The immediate thought that the president had survived was quickly reversed when I recognized the voice of a student from Chicago when he shouted, “They got the S.O.B.”!
Feeling uncomfortable, I seized the moment and gathered some clothing to deliver to my cleaners on Irving Boulevard. When arriving, I found approximately five patrons who were jubilant, excited and listening to reports on the radio with the store owner.
The following week, an elementary school principal I knew well related to me that after hearing the news, he went to the first-grade classroom and announced the president’s death to the children. He ceased announcing after the fourth grade because the students in each classroom had cheered.
In contrast, the emotions of the city and the campus had gone through a complete change by Saturday afternoon. The understanding of the terrible tragedy and widespread remorsefulness had set in across the metro area. The big dance planned for that night in the Student Union was canceled.

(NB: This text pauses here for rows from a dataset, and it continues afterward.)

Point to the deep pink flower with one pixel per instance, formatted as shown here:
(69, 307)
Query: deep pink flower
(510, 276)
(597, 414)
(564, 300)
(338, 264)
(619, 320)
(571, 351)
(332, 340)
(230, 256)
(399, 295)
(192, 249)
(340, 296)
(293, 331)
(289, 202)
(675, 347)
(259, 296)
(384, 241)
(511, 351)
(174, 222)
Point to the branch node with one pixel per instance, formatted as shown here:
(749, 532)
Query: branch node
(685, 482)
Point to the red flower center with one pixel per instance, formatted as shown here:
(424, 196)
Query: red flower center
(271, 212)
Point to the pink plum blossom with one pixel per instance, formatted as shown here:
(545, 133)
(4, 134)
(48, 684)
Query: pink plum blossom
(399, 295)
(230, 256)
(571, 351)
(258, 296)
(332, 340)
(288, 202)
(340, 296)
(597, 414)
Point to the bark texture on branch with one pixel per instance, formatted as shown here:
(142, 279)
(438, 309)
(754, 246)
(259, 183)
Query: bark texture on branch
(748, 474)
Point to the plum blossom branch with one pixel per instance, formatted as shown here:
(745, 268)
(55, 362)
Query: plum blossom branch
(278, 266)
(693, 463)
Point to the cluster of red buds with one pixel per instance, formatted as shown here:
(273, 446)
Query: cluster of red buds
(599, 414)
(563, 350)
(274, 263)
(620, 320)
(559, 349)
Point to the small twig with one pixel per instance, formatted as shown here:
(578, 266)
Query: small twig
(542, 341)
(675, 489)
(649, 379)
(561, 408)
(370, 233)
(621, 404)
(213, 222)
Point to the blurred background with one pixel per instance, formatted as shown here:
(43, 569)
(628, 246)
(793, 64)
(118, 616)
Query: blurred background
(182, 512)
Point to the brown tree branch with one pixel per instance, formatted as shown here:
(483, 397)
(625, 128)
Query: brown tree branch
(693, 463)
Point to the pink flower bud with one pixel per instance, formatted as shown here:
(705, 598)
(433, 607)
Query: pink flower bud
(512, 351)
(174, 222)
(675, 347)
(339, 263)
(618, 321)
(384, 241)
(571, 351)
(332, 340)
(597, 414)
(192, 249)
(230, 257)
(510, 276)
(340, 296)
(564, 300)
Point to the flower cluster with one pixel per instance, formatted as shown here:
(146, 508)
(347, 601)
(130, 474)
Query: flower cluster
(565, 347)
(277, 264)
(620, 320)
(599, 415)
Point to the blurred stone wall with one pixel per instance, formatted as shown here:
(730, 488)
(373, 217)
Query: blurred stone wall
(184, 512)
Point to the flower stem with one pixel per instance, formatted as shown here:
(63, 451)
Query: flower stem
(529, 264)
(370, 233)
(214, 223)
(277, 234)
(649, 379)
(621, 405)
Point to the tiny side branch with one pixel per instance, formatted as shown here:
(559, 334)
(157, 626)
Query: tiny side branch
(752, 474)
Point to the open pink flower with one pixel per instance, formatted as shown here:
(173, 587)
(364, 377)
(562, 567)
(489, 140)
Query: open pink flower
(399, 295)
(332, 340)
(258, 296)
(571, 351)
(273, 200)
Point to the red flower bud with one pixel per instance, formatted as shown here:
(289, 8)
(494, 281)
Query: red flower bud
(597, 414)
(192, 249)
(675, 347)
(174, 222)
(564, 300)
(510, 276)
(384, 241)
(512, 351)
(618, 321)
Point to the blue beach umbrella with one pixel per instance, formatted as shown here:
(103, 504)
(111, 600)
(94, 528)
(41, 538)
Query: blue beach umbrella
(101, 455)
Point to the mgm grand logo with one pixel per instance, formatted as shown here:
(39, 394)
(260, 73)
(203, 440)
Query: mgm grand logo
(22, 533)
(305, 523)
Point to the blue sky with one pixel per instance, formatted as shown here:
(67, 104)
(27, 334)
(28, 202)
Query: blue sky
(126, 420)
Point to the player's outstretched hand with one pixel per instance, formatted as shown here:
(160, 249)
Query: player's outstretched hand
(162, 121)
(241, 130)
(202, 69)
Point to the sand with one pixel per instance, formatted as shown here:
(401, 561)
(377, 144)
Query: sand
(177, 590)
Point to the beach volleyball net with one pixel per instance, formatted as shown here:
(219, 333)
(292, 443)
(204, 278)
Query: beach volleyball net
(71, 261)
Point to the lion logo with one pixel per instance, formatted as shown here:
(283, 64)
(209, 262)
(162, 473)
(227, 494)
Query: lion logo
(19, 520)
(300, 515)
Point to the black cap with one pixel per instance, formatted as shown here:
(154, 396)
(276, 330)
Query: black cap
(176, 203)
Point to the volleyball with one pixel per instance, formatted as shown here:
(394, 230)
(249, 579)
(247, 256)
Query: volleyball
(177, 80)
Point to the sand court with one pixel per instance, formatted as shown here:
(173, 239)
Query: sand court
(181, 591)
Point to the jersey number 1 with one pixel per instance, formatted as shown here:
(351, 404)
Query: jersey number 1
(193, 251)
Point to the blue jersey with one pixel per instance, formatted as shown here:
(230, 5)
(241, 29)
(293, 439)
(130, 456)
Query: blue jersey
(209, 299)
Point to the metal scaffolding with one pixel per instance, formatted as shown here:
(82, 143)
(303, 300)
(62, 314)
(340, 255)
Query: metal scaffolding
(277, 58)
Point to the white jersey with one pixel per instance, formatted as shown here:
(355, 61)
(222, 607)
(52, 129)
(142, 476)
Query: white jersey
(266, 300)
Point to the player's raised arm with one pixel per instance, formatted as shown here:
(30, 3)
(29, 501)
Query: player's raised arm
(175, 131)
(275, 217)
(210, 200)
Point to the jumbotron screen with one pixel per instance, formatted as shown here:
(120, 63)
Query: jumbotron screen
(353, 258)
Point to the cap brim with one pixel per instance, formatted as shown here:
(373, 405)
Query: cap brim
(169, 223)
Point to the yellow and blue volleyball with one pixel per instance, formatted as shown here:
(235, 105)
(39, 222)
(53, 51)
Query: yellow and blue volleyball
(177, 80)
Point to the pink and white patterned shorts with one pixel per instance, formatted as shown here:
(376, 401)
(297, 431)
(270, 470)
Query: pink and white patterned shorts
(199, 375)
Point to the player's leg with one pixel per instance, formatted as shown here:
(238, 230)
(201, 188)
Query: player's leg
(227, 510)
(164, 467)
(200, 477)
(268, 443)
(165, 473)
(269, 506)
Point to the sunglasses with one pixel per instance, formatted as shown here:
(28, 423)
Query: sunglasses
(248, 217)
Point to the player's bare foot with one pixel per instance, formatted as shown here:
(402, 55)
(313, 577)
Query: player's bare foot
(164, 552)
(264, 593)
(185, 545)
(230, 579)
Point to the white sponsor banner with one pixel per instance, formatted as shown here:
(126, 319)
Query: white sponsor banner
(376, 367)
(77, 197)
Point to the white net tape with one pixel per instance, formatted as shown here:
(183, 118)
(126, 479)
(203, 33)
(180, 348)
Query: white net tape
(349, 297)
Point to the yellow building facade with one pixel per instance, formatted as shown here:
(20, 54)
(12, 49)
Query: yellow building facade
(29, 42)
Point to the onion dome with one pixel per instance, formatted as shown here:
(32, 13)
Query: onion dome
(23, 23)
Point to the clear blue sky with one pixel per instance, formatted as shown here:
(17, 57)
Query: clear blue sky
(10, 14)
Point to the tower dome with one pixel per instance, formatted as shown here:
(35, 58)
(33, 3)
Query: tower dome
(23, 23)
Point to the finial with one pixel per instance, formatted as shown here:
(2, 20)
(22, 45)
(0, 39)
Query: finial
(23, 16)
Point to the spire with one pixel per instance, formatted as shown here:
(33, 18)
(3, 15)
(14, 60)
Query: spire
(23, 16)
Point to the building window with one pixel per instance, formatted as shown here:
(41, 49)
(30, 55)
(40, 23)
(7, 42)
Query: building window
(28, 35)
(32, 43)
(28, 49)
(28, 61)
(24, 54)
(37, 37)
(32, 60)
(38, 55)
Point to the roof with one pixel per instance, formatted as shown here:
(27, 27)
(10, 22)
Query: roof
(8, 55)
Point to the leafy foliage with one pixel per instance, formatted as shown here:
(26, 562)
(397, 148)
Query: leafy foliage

This is the lesson I learned in Dallas, and I have strenuously attempted to follow since those fateful times:
The actual act of assassination had not been performed by any of the locals or by anyone of like political ideology. However, a great wrong had been committed by those who had created the atmosphere in their habitat for a great crime to be committed. It was a murder planned and enacted by an individual with a completely different ideology. Lee Harvey Oswald had a totally different political ideology from the citizens of Dallas or that of Kennedy.
Here are questions for you. Would the assassination have occurred elsewhere if the citizens of Dallas had voiced their political grievances with less emotion and more logic? Are you currently debating the ideology of your political opponent with logic or with emotion?
The real question now arises. Do emotional political charges, not based on verified facts, significantly harm the minds of our children?
In conclusion, I hope that the tragic loss of life by Lee and Jack in late November 1963 was a lesson learned and not wasted.
Albert Lea resident Jerrold Dettle is a member of the Freeborn County Republican Party.